I've had a bit of time today as I don't fly out of Stockholm till this afternoon. It's the most day time I've had for 3 months.
So I decided to try and put together the consolidated set of thoughts I've had around these melting events.
First is that continuing increased in greenhouse gasses retain heat in the atmosphere which causes global warming and climate change. Average CO2 is around 2ppm per annum. Up from about 1.5ppm per annum. But the real story is in the accumulated volume of CO2 in the atmosphere
OK so I have to ask "what heat". Well, in reality, there is only one heat source. The heat generated by solar flux in the day time.
OK so I have to go and find the solar output over the satellite period on which we are basing our predictions. Sadly I can't find a chart which shows cycle 24 because it's not finished yet. However we know that the cycle 23-24 low was the lowest for 100 years. We also know that cycle 24 is much lower in solar output than the previous 3 cycles.
Now there is one more element to this picture.

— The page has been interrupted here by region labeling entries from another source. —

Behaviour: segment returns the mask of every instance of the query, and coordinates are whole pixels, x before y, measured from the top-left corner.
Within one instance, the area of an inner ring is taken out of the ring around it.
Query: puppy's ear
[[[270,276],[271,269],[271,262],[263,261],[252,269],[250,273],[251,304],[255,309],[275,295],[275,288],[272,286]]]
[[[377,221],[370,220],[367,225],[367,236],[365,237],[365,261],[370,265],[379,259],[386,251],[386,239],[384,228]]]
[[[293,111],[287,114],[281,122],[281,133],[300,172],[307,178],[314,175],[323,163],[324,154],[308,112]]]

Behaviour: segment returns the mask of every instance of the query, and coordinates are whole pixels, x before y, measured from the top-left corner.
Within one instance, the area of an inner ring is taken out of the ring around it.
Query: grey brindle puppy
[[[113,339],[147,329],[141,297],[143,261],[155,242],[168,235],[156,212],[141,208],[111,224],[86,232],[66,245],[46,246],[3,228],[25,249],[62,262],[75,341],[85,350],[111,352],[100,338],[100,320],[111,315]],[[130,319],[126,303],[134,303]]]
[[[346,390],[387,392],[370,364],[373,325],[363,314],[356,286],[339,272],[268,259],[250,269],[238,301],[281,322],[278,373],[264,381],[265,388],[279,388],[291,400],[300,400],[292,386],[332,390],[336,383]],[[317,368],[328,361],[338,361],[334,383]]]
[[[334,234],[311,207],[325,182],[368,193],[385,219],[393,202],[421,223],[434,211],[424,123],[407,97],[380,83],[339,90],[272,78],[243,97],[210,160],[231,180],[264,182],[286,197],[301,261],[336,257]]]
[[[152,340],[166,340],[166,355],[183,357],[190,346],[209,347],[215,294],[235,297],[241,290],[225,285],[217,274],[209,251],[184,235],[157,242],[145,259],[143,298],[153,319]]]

So called "natural" variability. The very largest of this is the El nino/La nina pacific SST cycles. I'm willing to bet that this is not variable at all but actually modellable if we just had enough data and knew enough about the heat flows through the oceans.
OK so CO2 is rising. This means that every solar cycle the system becomes more sensitive to solar input. Less sensitive to natural variations and that the heatsinks of the planet have to absorb the trapped heat and try and balance the climate.
So we should see loss of ice on a cyclical basis. With regrowth during the solar low and loss during the solar peaks. Also one point I have noted is that the solar peak and the fall off into the solar low tend to have a cumulative impact. I would expect this with CO2 as the heat generated by the cycle is retained until it finally hits the low and the effect is cumulative.
Then we come to the final part. Variability. So I need to get the SST cycle chart and overlay it on the other two. Where El Nino and solar peak coincide, we should see more loss of ice. Where low and La Nina coincide we should see significant regrowth.
On the opposite side, if a La Nina and a peak coincide we should see less loss and if a low and an El Nino coincide we should see less regrowth or even, in extreme cases, a continuance of the ice loss.
Over all of this, the continuing increase of the CO2 input should create a constant degradation in the ice pack as the heat retained, decade on decade, should continue to impact ice regrowth, especially in winter and in solar lows.
So if I overlay the Ice extent chart, with the solar cycle chart, with the El Nino/La Nina chart, for the satellite record. I should get a correlation of the ice loss results. Granted I have not allowed for changes in Ice Mechanics or for weather changes due to the large increase of heat into the Arctic. But these are relatively new phenomena and data simply does not exist for it.
Apologies, I'm now wizard with images so I simply made them all 50% transparent and saved it out as a PNG. The source images are in the same album which is open if you have the link
It doesn't all map out cleanly, certainly cycle 22 was odd. However the predictions by Hansen Et Al, that we transitioned to a new base in 2,000 and that CO2 mechanics finally took over, looks realistic in terms of ice loss.
OK so looking at that, what should it predict for 2013?
CO2 input in 2012 was almost at record highs and it continues to be high
We are at solar maximum.
El Nino kicked off at the end of 2012.
The ice is thin
Loss is faster than normal in the early part of the season
Weather, so far, is not favouring ice growth.
For 2011/12 the cycle is upside down. (relatively), Low solar, La Nina and high ice loss. 2010 is understandable, I take 2011 and 12 to mean a breakdown in the integrity of the ice.
Personally I’d say all bets are off. But we do have to make some kind of reasoned answer and predict some kind of change.